ECLI:NL:RBOBR:2024:3053
Rechtbank Oost-Brabant
- Proces-verbaal
- Rechtspraak.nl
Naheffingsaanslagen parkeerbelasting en de toepassing van coulance in bestuursrechtelijke procedures
In deze zaak heeft de Rechtbank Oost-Brabant op 9 april 2024 uitspraak gedaan over twee naheffingsaanslagen parkeerbelasting die aan eiser zijn opgelegd. Eiser, die een parkeervergunning heeft voor zijn eigen auto, had in korte tijd zijn voertuig twee keer naar de garage gebracht en had telkens een huurauto. Hij had de eerste huurauto op zijn vergunning gezet, maar bij het terugregistreren van zijn eigen auto ging er iets mis, wat resulteerde in twee naheffingsaanslagen. De rechtbank heeft vastgesteld dat de huidige rechtspraak geen ruimte biedt voor coulance in dergelijke gevallen. Eiser heeft aangegeven dat hij niet wil wachten op de beantwoording van prejudiciële vragen die de rechtbank aan de Hoge Raad heeft gesteld over de mogelijkheid van maatwerk in belastingzaken. Hij berust in de uitspraak van de rechtbank, die zijn beroep ongegrond verklaarde.

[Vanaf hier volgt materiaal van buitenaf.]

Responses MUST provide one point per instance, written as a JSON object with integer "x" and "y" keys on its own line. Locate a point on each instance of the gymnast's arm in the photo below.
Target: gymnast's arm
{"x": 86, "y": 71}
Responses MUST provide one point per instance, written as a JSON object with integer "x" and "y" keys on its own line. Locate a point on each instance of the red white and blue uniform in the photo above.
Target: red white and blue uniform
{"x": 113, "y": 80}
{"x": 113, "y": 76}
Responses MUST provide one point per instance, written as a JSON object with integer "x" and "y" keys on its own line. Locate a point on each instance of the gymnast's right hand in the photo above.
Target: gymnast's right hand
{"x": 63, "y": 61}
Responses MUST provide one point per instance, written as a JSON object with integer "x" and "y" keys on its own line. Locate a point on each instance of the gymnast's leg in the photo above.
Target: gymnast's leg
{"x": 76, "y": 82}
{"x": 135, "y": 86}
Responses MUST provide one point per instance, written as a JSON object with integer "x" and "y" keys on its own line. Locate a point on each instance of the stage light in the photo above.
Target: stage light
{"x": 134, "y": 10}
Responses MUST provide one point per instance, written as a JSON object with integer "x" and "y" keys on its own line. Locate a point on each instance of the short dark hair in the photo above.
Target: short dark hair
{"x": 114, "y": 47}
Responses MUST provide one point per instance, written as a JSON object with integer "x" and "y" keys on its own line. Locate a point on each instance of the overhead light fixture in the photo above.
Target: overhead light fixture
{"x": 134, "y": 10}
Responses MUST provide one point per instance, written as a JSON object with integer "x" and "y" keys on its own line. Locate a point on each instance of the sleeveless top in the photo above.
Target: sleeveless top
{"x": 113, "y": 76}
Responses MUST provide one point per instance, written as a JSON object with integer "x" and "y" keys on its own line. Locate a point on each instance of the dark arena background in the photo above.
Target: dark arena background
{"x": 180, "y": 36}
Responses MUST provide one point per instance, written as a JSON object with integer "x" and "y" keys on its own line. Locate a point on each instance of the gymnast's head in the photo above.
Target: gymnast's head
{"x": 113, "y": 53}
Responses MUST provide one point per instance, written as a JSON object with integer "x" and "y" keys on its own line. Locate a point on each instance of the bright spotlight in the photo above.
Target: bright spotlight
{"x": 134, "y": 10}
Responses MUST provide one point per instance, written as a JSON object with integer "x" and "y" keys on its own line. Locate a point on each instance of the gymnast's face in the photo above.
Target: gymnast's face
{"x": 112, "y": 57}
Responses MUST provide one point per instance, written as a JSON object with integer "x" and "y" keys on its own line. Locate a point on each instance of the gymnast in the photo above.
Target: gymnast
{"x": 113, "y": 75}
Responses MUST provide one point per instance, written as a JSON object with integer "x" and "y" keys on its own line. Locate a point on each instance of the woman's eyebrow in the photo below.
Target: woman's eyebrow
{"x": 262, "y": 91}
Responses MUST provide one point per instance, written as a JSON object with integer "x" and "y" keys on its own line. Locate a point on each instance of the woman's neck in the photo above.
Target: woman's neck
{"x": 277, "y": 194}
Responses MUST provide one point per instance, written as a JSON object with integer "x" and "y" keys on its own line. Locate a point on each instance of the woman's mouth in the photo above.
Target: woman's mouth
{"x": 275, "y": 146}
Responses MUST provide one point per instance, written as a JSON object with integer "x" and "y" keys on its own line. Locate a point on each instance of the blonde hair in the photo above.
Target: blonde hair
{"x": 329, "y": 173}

De rechtbank heeft de feiten van de zaak uiteengezet, waaronder de data waarop de naheffingsaanslagen zijn opgelegd en de omstandigheden waaronder eiser zijn parkeerbelasting niet heeft voldaan. De rechtbank heeft overwogen dat parkeerbelasting een objectieve belasting is en dat er in de regel geen ruimte is voor persoonlijke omstandigheden, tenzij er sprake is van overmacht. Eiser heeft op de zitting verklaard dat er in zijn geval geen noodsituatie was die hem verhinderde om parkeergeld te betalen. De rechtbank heeft geconcludeerd dat de heffingsambtenaar de naheffingsaanslagen terecht heeft gehandhaafd en dat er geen aanleiding is voor coulance. De uitspraak is openbaar gedaan en partijen zijn gewezen op hun recht om in hoger beroep te gaan.